Вообще не одни особенности наших нравов и обстоятельств русской истории находят себе место в объяснениях и заметках Ровинского; нередко приводятся им изображения и сведения, рисующие эпизоды из жизни и истории Запада, имеющие связь с политическими отношениями его к России. Как на пример можно указать на редкие и очень характерные, по откровенности содержания и недвусмысленности подписей, многочисленные карикатуры, направленные, с одной стороны, на коалицию монархов против революционной Франции, а с другой — на якобинцев, национальное собрание и конвент — и вообще на карикатуры, касающиеся политических событий в Европе в царствования Екатерины II, Павла I и Александра I. Таких сатирических картинок, имеющих отношение к Екатерине II, приведено у Ровинского 77, к Александру I — 124. Эти картинки помимо своего содержания, исполненного политического озлобления, не знающего пределов, иногда открывают интересные черты общественной жизни Запада. Так, например, к карикатуре, озаглавленной: «Ah! да va mal!

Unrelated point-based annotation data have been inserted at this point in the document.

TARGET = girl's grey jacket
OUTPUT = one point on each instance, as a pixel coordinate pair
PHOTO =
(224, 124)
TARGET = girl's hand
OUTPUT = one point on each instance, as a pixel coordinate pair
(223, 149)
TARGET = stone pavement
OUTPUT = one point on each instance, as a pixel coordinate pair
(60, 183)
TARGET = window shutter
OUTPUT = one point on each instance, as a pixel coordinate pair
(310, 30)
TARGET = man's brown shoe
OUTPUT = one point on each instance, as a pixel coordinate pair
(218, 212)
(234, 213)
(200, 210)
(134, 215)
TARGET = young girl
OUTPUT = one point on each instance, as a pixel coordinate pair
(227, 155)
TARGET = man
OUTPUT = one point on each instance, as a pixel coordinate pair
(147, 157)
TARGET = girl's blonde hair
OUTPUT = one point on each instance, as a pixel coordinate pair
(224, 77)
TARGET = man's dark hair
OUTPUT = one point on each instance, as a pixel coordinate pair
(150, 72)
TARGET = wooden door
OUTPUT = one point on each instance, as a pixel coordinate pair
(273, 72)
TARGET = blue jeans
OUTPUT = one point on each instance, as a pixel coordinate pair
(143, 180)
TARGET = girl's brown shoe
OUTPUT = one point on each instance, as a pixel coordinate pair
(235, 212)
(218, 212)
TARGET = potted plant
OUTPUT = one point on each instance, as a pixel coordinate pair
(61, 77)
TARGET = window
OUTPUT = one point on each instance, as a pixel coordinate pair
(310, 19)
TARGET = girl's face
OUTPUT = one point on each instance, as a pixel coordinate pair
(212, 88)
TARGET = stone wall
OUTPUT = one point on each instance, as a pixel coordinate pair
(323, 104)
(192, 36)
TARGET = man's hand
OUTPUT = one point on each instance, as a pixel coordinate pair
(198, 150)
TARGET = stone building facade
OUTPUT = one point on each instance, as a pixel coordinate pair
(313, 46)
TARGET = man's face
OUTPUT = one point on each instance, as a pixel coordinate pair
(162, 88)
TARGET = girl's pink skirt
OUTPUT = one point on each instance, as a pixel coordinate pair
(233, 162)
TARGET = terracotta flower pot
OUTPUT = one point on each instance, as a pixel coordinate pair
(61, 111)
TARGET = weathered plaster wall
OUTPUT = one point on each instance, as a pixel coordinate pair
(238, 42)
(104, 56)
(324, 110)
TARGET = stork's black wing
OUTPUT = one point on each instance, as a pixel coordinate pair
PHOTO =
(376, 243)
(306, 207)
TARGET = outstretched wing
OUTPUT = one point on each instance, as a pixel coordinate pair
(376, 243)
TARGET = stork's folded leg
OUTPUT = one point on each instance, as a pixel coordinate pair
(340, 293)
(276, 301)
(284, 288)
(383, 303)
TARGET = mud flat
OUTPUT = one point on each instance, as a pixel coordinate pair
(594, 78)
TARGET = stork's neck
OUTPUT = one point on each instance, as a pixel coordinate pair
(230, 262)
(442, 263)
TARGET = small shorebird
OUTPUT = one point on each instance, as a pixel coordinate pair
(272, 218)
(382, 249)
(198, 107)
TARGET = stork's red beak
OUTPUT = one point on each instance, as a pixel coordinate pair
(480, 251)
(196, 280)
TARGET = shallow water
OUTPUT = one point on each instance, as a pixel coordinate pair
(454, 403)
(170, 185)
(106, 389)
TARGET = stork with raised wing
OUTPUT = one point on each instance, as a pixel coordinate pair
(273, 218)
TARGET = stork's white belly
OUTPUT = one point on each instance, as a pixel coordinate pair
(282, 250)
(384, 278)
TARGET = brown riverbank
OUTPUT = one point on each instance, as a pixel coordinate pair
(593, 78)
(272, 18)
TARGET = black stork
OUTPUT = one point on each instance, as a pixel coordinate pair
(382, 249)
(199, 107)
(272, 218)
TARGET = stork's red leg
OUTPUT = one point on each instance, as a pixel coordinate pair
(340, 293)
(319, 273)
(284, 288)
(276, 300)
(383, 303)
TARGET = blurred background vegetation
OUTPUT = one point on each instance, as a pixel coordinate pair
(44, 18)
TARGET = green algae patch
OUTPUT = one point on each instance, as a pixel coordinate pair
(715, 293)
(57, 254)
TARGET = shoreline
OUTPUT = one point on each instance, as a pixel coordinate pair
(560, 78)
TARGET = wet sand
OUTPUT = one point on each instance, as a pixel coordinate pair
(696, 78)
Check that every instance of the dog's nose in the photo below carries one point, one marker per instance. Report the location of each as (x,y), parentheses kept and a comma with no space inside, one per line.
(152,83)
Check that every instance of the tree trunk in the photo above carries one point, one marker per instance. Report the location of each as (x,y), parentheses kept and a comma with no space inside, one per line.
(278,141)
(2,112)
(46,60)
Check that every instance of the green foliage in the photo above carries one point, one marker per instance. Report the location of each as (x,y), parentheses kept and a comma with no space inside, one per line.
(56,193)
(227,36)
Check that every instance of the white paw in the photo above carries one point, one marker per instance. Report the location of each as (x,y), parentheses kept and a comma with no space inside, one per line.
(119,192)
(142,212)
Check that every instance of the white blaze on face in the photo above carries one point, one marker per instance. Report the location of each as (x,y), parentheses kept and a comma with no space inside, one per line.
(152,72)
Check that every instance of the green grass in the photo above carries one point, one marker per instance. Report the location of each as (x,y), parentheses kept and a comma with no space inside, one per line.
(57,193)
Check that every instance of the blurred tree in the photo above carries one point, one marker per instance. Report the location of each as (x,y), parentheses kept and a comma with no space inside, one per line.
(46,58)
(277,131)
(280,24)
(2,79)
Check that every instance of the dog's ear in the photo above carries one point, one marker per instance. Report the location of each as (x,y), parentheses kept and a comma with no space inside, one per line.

Les puissances etrangeres faisant danser aux deputes enrages et aux jacoquins (sic)— le meme ballet que le sieur Nicolet faisait danser jadis a ses dindons», относится замечание Ровинского о том, что «во время появления этой карикатуры в
Париже показывал балеты из индюшек некий Nicolet; индюшки были заперты в большую клетку с металлическим полом, который накаливался снизу; впереди играла музыка; сперва индюшки мерно подпрыгивали по слегка нагретому полу; потом пол нагревался все более и более, музыка шла crescendo, пол накаливался, и несчастные птицы с криком метались из стороны в сторону, делая отчаянные прыжки и приводя в восторг парижскую публику».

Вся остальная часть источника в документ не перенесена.